London 2012: Nationalgefühl in Flaschen
Der Medaillenrausch um das Team GB vereint auf wundersame Weise das sonst so zerrissene Königreich.
Gerry hat die große Union-Jack-Fahne aus dem Schrank geholt, die schon beim Jubiläum der Queen aus dem Schlafzimmerfenster hing. Es ist nicht die einzige Fahne in der Straße, aber die größte. „22 Goldmedaillen und wir zählen immer noch. Ich klebe jetzt am Fernseher“, sagt der 75 Jahre alte Rentner strahlend. Auch seine Enkeltochter ist vom Olympiafieber gepackt. „Sie hat das ganze Gesicht mit einem Union Jack bemalt, als sie beim Marathonlauf der Frauen war“, erzählt Gerry stolz.
Die größte Freude machte ihm aber Kirani James’ Goldmedaille im 400-Meter- Lauf. Das erste olympische Gold für sein Heimatland Grenada. Gerry gehört zu der ersten Generation von Einwanderern aus der Karibik. Als am Abend bei der Siegerehrung die Nationalhymne von Grenada gespielt wurde, drehte Gerry den Fernseher so laut, dass es durch die dünnen Wände dröhnte. Alle Nachbarn freuten sich mit ihm.
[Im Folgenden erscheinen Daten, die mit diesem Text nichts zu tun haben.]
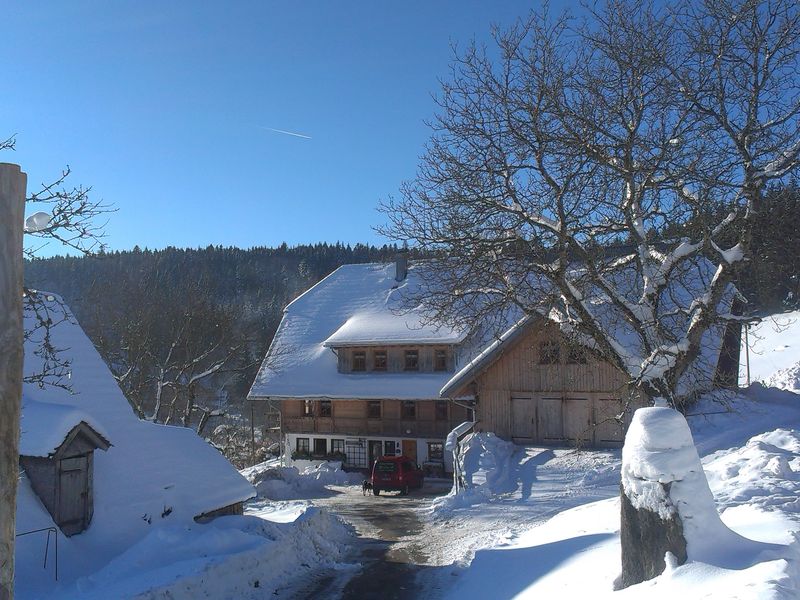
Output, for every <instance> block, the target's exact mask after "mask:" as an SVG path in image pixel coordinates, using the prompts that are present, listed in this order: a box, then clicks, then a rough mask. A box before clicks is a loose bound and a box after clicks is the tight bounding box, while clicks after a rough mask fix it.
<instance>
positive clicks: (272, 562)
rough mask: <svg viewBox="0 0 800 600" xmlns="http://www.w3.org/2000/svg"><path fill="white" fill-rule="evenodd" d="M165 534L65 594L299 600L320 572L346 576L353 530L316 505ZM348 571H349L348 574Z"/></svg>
mask: <svg viewBox="0 0 800 600" xmlns="http://www.w3.org/2000/svg"><path fill="white" fill-rule="evenodd" d="M293 508H294V514H293V518H289V519H287V518H286V516H287V514H291V513H287V512H286V511H280V512H278V513H277V514H278V515H279V518H278V519H276V520H274V521H273V520H270V516H272V515H273V513H271V511H269V510H267V511H265V512H264V513H263V514H259V515H258V516H244V517H238V516H232V517H221V518H219V519H216V520H214V521H212V522H211V523H209V524H207V525H194V526H191V527H170V528H166V527H165V528H160V529H158V530H155V531H153V532H152V533H151V534H149V535H148V536H147V537H145V538H144V539H143V540H141V541H140V542H139V543H138V544H136V545H135V546H133V547H132V548H130V549H129V550H128V551H127V552H125V553H124V554H122V555H120V556H118V557H117V558H115V559H114V560H112V561H111V562H110V563H109V564H108V565H107V566H106V567H105V568H104V569H102V570H101V571H99V572H98V573H95V574H94V575H91V576H89V577H85V578H82V579H80V580H78V581H77V582H76V584H75V586H74V587H73V588H72V589H71V590H69V591H68V592H67V594H65V595H66V596H68V597H72V596H73V595H75V596H77V595H79V596H80V597H81V598H85V599H87V600H95V599H97V600H100V599H103V600H105V599H106V598H140V599H146V598H147V599H155V598H170V599H171V600H192V599H194V598H201V597H203V598H242V599H250V598H252V599H255V598H264V597H278V598H280V597H284V598H286V597H292V596H293V595H294V591H293V590H294V589H295V588H294V587H293V586H296V585H297V584H298V582H300V581H302V579H304V578H306V577H307V576H308V573H309V572H310V571H311V570H312V569H322V568H331V567H333V568H342V565H341V564H340V563H341V562H342V560H344V559H345V557H346V552H347V550H348V545H349V544H350V542H351V541H352V540H353V536H354V532H353V529H352V527H350V526H349V525H345V524H344V523H343V522H341V521H340V520H339V519H337V518H336V517H334V516H332V515H330V514H329V513H326V512H324V511H320V510H318V509H316V508H313V507H310V506H308V505H304V506H299V507H298V506H295V507H293ZM345 568H347V567H345Z"/></svg>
„Jede Nation wird bei den Londoner Spielen ihre eigene Heimunterstützung haben“, versprach die Londoner Olympiabewerbung und so ist es gekommen. Das zeigt der Jubel im Stadion, die Freude der Menschen auf den Straßen und sogar der Besuch beim Zahnarzt: Die Sekretärin jubelt für Rumänien, die Praxishilfe mit dem Speichelabsauger schwärmt von einem polnischen Gewichtheber und der Zahnarzt kommt aus Südafrika. Fast die Hälfte der Londoner stammt aus einem anderen Land und feuert jemanden aus der Heimat an. Aber alle stehen hinter „Team GB“.
Olympiafieber in London
Was für eine bunte Sache Identität sein kann. Jessica Ennis ist das Aushängeschild der Spiele und sie ist die Tochter eines Jamaikaners und einer Engländerin. Bei ihrem ersten Lauf trug der Jubel des Landes sie fast über die Hürden. Bei den Dressurreitern wurde Deutschland von einer britischen Mannschaft geschlagen, in der das ehemalige Stallmädchen Charlotte Dujardin neben der in Deutschland geborenen Millionärstochter Laura Bechtolsheimer auf dem Siegertreppchen stand. Der Goldmedaillengewinner im Bahnradfahren, Philip Hindes, wurde als Sohn eines britischen Soldaten in Krefeld geboren und wechselte erst in diesem Jahr ins britische Team.
Aber keiner verkörpert die Weltläufigkeit von Team GB so gut wie 10 000-Meter-Sieger Mo Farah, der als Neunjähriger aus Somalia kam. Als jemand ihn fragte, ob er nicht lieber für Somalia angetreten wäre, sagte er: „Mann, dies ist mein Land. Wenn ich das britische Trikot überziehe, bin ich stolz, sehr stolz.“ Was wiederum keinen Geringeren als den Schotten Andy Murray zu neuen Taten anspornte: „Mo gab mir die Motivation, eine Goldmedaille zu gewinnen. Ich wollte auch Teil von Team GB sein“, so der Tennis-Goldmedaillengewinner.
Jeder will dazugehören, egal woher er kommt und welche Hautfarbe er hat. Ein mitreißendes Gefühl gemeinsamer Loyalität hat die Nation gepackt. Die Symbole sind Olympiagold und der Union Jack, den sich alle um die Schultern hüllen, eine Flagge, in der die Fahnen von vier Nationen – Nordiren, Schotten, Walisern und Engländern – vereint sind. Sogar schottische Nationalisten setzen sich über das Parteiverbot hinweg und nehmen das verbotene Wort „Team GB“ in den Mund.
Gemeinsame Loyalität, die individuelle Herkunftsgeschichten in sich aufnimmt und weiterträgt. Die Briten feiern das Idealbild von sich selbst, das Danny Boyle mit seinem Eröffnungsspektakel vorführte, mit seiner Mischung aus Rap und Elgar, Queen und Gewerkschaftsprotesten, in roten Uniformen marschierenden Chelsea- Pensionären und Einwanderern aus der Karibik. „Dies ist für alle“, war das Motto der Eröffnungsfeier. Die Olympianation zelebriert es nun mit Medaillen. Man müsste das Hochgefühl nur noch in Flaschen füllen, damit man es aus dem Keller holen kann wie einen guten Wein, wenn es nach Olympia wieder gebraucht wird.